Ben Hogan shot 66 at age 54. Nicklaus made the cut at age 58 and shot 68 on Sunday. Norman is in much better shape than they were, but they didn't face a 7,445-yard golf course. "How hard is it not to put pressure on yourself for this one," I ask, "even though there shouldn't be any pressure."

"Very hard because it's my nature, so I have to go against my nature. That will be the hardest. If the weather is good and it's nice and warm, my excitement level being back there, I've got a lot of good memories and a lot of bad memories, keeping myself in check will be the hardest thing."

We are over South Carolina now, getting ready to land. Finally, he is asked, "You're not going there as a 'ceremonial golfer,' to use a Nicklaus term?"

In a way he is. In a way he is Greg Norman, so something dramatic should happen.

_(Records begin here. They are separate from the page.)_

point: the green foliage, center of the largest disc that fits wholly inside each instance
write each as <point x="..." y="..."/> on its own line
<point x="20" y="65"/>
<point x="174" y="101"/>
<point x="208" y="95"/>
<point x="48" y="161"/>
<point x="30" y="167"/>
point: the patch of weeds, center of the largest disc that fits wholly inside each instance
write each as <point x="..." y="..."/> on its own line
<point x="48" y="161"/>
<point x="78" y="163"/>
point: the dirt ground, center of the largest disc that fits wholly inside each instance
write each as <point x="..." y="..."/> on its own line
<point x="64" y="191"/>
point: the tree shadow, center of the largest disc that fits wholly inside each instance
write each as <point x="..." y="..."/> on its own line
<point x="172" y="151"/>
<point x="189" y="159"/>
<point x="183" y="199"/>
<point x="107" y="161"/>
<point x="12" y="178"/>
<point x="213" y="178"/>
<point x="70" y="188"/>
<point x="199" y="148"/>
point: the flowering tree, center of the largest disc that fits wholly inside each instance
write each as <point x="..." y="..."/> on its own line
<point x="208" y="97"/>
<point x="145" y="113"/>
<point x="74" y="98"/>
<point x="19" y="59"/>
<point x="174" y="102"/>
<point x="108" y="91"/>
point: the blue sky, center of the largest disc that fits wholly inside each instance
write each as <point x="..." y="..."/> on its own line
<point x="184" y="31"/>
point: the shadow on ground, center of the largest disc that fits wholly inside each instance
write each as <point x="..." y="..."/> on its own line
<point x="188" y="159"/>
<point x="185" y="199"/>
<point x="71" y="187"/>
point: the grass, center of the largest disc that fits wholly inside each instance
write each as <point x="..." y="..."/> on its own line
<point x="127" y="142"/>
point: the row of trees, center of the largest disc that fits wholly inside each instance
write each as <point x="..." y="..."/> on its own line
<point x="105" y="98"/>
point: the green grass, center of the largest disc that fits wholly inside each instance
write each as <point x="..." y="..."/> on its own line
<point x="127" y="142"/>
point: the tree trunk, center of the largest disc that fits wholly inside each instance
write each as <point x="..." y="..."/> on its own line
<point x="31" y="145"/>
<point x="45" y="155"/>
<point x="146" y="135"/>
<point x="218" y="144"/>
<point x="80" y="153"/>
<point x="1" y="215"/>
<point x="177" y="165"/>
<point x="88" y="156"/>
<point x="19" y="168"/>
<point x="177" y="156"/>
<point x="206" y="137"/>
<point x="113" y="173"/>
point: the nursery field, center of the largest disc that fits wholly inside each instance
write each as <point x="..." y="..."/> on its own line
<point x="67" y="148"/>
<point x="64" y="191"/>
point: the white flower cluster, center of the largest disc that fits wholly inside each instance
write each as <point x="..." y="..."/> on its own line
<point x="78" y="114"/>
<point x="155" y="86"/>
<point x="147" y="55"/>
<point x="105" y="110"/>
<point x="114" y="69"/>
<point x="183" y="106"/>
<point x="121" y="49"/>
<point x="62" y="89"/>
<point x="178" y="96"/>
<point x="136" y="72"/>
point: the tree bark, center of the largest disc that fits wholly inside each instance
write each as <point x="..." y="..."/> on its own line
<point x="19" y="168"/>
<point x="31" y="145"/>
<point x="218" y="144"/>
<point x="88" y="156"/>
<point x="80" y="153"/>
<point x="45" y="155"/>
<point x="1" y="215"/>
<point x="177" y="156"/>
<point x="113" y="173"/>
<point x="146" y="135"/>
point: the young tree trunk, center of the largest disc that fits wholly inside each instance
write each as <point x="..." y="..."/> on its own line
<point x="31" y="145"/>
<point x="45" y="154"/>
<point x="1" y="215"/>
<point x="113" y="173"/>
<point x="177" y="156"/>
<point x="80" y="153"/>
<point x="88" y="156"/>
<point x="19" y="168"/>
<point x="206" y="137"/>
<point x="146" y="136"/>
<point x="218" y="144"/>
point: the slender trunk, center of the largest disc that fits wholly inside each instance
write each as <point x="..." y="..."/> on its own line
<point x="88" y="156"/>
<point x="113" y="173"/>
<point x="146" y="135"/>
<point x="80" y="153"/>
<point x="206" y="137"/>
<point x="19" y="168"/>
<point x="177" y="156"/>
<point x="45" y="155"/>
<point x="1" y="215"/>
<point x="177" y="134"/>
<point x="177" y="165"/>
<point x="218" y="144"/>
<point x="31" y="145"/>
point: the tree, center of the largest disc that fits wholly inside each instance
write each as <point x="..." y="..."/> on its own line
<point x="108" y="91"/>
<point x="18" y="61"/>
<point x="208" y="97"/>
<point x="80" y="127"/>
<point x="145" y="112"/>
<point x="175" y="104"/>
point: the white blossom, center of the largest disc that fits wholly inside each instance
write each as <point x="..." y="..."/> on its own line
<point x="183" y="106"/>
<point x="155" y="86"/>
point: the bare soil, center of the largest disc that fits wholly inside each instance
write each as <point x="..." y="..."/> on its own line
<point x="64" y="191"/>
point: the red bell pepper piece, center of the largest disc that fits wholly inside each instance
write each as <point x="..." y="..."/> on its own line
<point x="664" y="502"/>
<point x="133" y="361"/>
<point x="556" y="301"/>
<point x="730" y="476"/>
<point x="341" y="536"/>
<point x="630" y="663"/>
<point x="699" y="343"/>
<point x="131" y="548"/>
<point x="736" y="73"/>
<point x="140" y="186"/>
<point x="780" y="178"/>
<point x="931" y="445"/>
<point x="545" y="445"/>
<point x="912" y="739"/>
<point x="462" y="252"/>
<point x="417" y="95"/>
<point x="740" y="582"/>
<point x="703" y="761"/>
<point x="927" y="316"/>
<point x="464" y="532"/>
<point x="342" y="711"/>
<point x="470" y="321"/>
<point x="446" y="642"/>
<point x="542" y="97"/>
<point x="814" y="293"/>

"I've said it and I'm going to say it again, I'm going in there with low expectations. Just to make the cut, I'd love to be able to do that. I don't know how long this course is. If it's wet and cold that's going to work against me. When you're 54 and the conditions are wet and cold, its different than when you're 24 and wet and cold. I've got to find out how much longer this golf course is. They say on the back nine, there are no more cheers and roars and excitement back there anymore. But who knows? Augusta is Augusta."